Given lack of institutionalized coordination and an incomplete appreciation of sea power or power projection, victory at Port Royal and elsewhere also depended on close and personal partnerships between senior commanders. U. S. Grant would agree that much of his success was due his relationships with salty compatriots like Flag Officer Andrew H. Foote (Forts Henry and Donelson, February 1862), Farragut and Porter.

From Grant’s first engagement at Belmont, MO (November 1861), through Henry and Donelson, Shiloh, Vicksburg, Chattanooga, and finally on to Richmond, the navy provided heavy artillery support and pushed aside all Rebel water forces while transporting, supplying, and feeding Federal armies along all rivers and coasts.

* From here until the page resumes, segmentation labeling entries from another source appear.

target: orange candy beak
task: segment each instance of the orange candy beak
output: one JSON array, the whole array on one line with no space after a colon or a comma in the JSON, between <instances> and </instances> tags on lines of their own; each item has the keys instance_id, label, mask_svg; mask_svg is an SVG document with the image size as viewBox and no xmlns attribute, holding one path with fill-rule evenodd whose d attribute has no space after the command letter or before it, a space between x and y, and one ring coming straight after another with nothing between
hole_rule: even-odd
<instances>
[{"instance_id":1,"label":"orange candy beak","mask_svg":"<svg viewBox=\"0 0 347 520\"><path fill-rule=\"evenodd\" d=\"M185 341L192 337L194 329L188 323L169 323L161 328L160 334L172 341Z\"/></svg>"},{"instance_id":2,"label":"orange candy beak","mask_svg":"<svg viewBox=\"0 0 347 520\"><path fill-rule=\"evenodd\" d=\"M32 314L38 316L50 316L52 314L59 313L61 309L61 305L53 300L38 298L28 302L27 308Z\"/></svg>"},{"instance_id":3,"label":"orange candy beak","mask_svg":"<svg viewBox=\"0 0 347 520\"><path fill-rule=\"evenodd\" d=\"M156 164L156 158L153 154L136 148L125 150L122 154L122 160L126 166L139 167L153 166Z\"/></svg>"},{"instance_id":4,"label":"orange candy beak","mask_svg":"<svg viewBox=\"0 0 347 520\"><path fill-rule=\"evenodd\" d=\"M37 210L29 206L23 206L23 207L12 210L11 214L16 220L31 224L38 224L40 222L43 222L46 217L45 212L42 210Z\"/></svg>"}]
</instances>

Grant’s and Porter’s Vicksburg campaign culminating in its surrender on July 4, 1863, would become the most prominent example of joint operations. Under the leadership of Admiral Porter and Major General Alfred Terry, the bloody capture of Fort Fisher, North Carolina (January 1865) was the ultimate Civil War amphibious operation.

Savannah and Charleston finally fell to the encircling hosts of General Sherman (December 1864, February 1865), but he rushed from Atlanta to Savannah for the express purpose of reestablishing logistic support from the sea and depended upon it from then on. What if these cities had been taken by joint operations in the spring of 1862?

[1] R. E. Lee to General S. Cooper, January 8, 1862, OR, Ser. 1, vol. 6, p. 367.

[2] Williamson Murray and Wayne Wei-siang Hsieh, A Savage War: A Military History of the Civil War (Princeton & Oxford, 2016), Chapter 5, Stillborn between Earth and Water: The Unfulfilled Promise of Joint Operations.

[3] Murray and Wei-siang, A Savage War, 128.

[4] John D. Hayes, ed., Samuel Francis Du Pont: A Selection from His Civil War Letters, vol. 1, The Mission: 1860– 1862 (Ithaca, NY, 1969), p. 285.

[5] R. E. Lee to General S. Cooper, January 8, 1862, OR, Ser. 1, vol. 6, p. 367.



4 Responses to Sea Power at Port Royal Sound: A Missed Opportunity?

  1. Excellent article of the land and sea operations of the war, covering topics not generally cover in most Civil War discussions. Thank you

  2. Superb perspective. Because these operations are on a scale never seen before, as you rightly point out, there is a learning curve in terms of what is possible.